Acara Walimahan, Kesalahan Berulang

Posted by Farid Ma'ruf pada Agustus 1, 2016

“All things are created twice; first mentally; then physically”.– Stephen Covey

 

Banyak acara pernikahan zaman sekarang yang sangat melanggar syariah Islam. Walaupun penyelenggara adalah tokoh Islam. Miris. Acaranya campur baur laki-laki dan perempuan, juga ada penyanyi perempuan berbusana minim menyanyi di panggung. Masyarakat mungkin sudah menganggap hal tersebut wajar.

 

Sementara itu, sebagian umat Islam yang sudah sadar syariah, tidak mau pesta model seperti itu. Maka si anak gadis yang sudah “ngaji” pun ingin acaranya Islami. Diantaranya, tempat tamu laki-laki dan perempuan dipisah.

 

Namun seringkali, hal tersebut tidak ia rencanakan matang. Acara walimahan ia serahkan sepenuhnya kepada panitai (dari keluarga atau masyarakat). Kemudian menjelang acara ia USUL/MEMINTA agar lokasi dipisah. Panitia pun tidak mau karena dianggap tidak lazim. Akhirnya, si akhwat hanya bisa PASRAH.

 

Dimana salahnya?

Nah, ternyata si akhwat tadi tidak membuat perencanaan detail. Harusnya ia membuat rencana detail tentang acaranya. Perencanaan tersebut kemudian ia sampaikan kepada bapak/walinya. Tentu targetnya harus disetujui. Perencanaan ini tidak harus menunggu ada calon suami ya. Bisa jadi perencanaan ini disampaikan LIMA TAHUN sebelum pernikahan. Tentu calonnya juga belum ada. Mengapa harus jauh hari? Tentu karena menjelaskan sebuah rencana yang tidak lazim di masyarakat bukanlah perkara mudah. Perlu menjelaskan dalil-dalilnya, contoh-contohnya, juga meyakinkan dalam aspek konsekuensi sosialnya.

 

Jika sudah sefrekuensi dengan ayah/wali, maka transfer berikutnya adalah kepada panitia. Kali ini tentu dilakukan ketika sudah dekat waktunya, ketika sudah ada calon suami. Caranya, bukan dengan meminta tolong kepada masyarakat secara PASRAH BONGKOKAN. Tetapi dengan strategi sebagai berikut :

Pertama, menyampaikan bahwa anak gadis alhamdulillah sudah dilamar seorang pemuda, dan akan segera akad nikah.

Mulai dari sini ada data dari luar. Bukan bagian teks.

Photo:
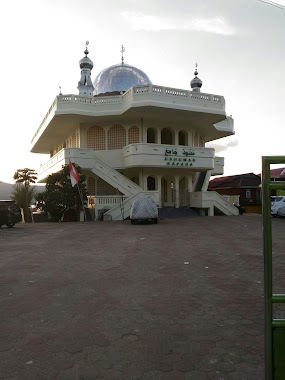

Kedua, keluarga sudah membuat rancangan acara dan rancangan kepanitiaan.

Ketiga, rancangan acara adalah sebagai berikut (jelaskan dengan gamblang). Titik kritisnya : Di sini yang punya gawe adalah keluarga. Maka acara model apapun, ya terserah keluarga. Mau disetting seperti apa, tempatnya seperti apa, ya itu hak prerogratif keluarga. Siapapun (termasuk Pak RT, Pak Dukuh, sampai Pak Lurah pun) tentu tidak punya hak dan tidak bisa mengintervensi.

Keempat, rancangan kepanitiaan adalah sebagai berikut (jelaskan). Titik kritisnya adalah : Panitia tidak harus hanya dari satu sumber yaitu dari masyarakat sekitar saja, tapi bisa dikombinasikan dengan keluarga dan teman di organisasi dakwah. Sesuaikan posisi kepanitiaan dengan latar belakangnya.

Kelima, susun dan deklarasikan susunan kepanitiaan. Ada SC dan OC. Panitia SC adalah dari keluarga inti (akhwat yang akan menikah adalah anggota SC, sementara ketua SC adalah ayah/wali). Sementara panitia OC adalah kombinasi dari : keluarga besar, masyarakat sekitar, dan teman di organisasi dakwah. Tentu saja ada ketua panitia, sekretaris, bendahara, koordinator seksi, dlsb. Berikan job description masing-masing panitia. Konsekuensinya, siapapun tidak bisa mengintervensi kepanitiaan (walaupun dia Simbah, Pak Dhe, Budhe, Pak Lurah, dlsb). Kalau bukan panitia, ya manut saja. Sementara, panitia juga dibatasi kewenangannya sesuai posisinya di dalam kepanitiaan. Panitia OC tidak berhak mengubah rancangan yang sudah dibuat panitia SC. Jika konsep dari SC adalah tempat tamu laki-laki dan perempuan adalah terpisah, maka ketua OC dan siapapun tidak berhak mengganti dengan mencampurnya.

Keenam, bikin time schedule dan monitoring.

Dan seterusnya (maaf tidak saya jelaskan detail). Prinsipnya sesuai standard kalau kita mengurus kepanitiaan. Sama persis kok. Hanya beda acara saja.

 

Nah, jadi jika anda sekarang adalah mahasiswi semester 1, dan anda berencana menikah 5 tahun lagi (setelah lulus kuliah), maka sekarang adalah saat yang tepat untuk merancang dan mempresentasikan rancangan anda kepada ayah/wali anda. Jangan menunggu waktu kritis baru disampaikan.

 

Tidak merencanakan berarti merencanakan kegagalan.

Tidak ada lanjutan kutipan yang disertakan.